# Trader's first show experience



## raindog (Jul 1, 2008)

We took our 17 week old puppy, Trader, to his first show today (just to look - entered Not For Competition) and the judge kindly agreed to go over him for us. He looks like he's going to be a natural!
































































Mick


----------



## Jen26 (Apr 22, 2008)

hes lovely


----------



## canuckjill (Jun 25, 2008)

He does look like a natural. How beautiful he is...Jill


----------



## Fleur (Jul 19, 2008)

He's so hansome and well behaved.
Looks like you all had a great day.

xx - Sophie - xx


----------



## carol (Nov 2, 2007)

thats great, his a lovely pup


----------



## griffpan (Feb 2, 2008)

He's gorgeous, what a stunning coat, fab photos


----------



## Guest (Aug 4, 2008)

Wow he is really handsome, he does look like a natural.
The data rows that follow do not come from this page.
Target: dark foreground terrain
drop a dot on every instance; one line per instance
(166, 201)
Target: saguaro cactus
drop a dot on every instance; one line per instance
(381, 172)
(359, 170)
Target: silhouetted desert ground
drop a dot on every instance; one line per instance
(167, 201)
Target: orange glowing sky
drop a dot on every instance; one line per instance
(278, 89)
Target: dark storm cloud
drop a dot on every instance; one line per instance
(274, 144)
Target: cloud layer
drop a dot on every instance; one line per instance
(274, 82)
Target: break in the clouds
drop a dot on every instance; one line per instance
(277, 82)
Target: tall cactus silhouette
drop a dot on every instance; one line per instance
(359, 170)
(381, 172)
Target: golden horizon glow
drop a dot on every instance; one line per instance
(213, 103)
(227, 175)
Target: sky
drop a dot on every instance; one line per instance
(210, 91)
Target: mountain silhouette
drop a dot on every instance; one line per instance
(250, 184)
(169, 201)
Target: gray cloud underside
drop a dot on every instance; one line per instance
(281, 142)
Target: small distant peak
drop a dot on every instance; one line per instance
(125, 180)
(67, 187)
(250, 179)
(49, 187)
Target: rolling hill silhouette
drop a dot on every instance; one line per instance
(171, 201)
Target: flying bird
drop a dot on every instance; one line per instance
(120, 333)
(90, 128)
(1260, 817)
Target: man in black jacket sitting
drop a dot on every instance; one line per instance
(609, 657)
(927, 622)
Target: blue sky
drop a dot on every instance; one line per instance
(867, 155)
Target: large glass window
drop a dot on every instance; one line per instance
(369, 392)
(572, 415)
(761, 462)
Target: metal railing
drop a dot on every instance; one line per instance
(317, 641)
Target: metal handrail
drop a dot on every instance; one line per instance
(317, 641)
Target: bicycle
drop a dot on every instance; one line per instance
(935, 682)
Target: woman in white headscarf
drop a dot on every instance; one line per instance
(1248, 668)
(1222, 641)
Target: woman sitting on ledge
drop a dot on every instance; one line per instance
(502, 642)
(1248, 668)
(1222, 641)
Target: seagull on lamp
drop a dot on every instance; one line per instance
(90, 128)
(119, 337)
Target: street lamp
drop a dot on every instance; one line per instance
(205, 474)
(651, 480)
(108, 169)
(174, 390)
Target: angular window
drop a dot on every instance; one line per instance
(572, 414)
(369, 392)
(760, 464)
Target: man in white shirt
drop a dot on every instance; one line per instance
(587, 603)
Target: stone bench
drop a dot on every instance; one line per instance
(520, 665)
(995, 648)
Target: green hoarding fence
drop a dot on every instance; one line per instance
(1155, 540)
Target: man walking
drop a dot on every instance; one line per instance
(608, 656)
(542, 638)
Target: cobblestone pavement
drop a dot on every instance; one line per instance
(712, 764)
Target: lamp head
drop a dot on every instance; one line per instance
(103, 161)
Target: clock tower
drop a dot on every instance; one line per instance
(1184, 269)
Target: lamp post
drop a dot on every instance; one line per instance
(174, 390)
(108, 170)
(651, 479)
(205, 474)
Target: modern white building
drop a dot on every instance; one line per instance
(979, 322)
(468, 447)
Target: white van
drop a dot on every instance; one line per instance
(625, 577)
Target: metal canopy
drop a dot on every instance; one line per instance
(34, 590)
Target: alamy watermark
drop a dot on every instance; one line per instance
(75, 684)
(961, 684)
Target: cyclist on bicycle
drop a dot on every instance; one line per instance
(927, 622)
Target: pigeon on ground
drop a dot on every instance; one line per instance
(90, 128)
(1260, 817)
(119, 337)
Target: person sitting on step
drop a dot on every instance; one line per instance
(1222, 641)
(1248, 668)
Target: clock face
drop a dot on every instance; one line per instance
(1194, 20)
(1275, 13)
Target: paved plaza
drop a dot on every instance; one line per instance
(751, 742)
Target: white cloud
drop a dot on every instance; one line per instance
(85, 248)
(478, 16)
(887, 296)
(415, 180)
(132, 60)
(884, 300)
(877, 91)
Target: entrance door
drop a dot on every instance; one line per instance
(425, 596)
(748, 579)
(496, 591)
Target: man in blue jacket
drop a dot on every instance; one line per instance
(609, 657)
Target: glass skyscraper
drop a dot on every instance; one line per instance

Well done for starting the show training early, it will really pay off


----------



## raindog (Jul 1, 2008)

We're hoping he's going to be a "chip off the old block!" - his dad, Ute, our French import boy has won 1 CC and 3 Best-in-Shows at Open Shows so far this year. This is his dad.....










Mick


----------



## Jo P (Dec 10, 2007)

OOOOOOOOOOooooooooooooooooooo he is gorgeous!!!


----------



## Guest (Aug 4, 2008)

Your little boy is such a star - you're right, he's a natural.  And as for his Dad - wow!  He's fabulous!


----------



## Natik (Mar 9, 2008)

U must be really proud as its a lovely dog u have


----------



## nici (Nov 10, 2007)

stunning


----------



## kian (Feb 22, 2008)

Beautiful dogs thank you for sharing


----------



## Krazycatlady (Jul 28, 2008)

trader is absolutly gorgeous!


----------



## Rosikus (Aug 10, 2008)

He's absolutely stunning, beautiful coat.

What did the judge say?


----------



## raindog (Jul 1, 2008)

She said he is the best constructed Sibe puppy she has seen in many years. So we were well pleased with that! Can't wait to get him out when he turns 6months!

Mick


----------



## sskmick (Feb 4, 2008)

I'm no judge (I know nothing really) but if you ask me he's got poise and dignity. He's a star in the making, I would say a real chip of the old block.

Sue


----------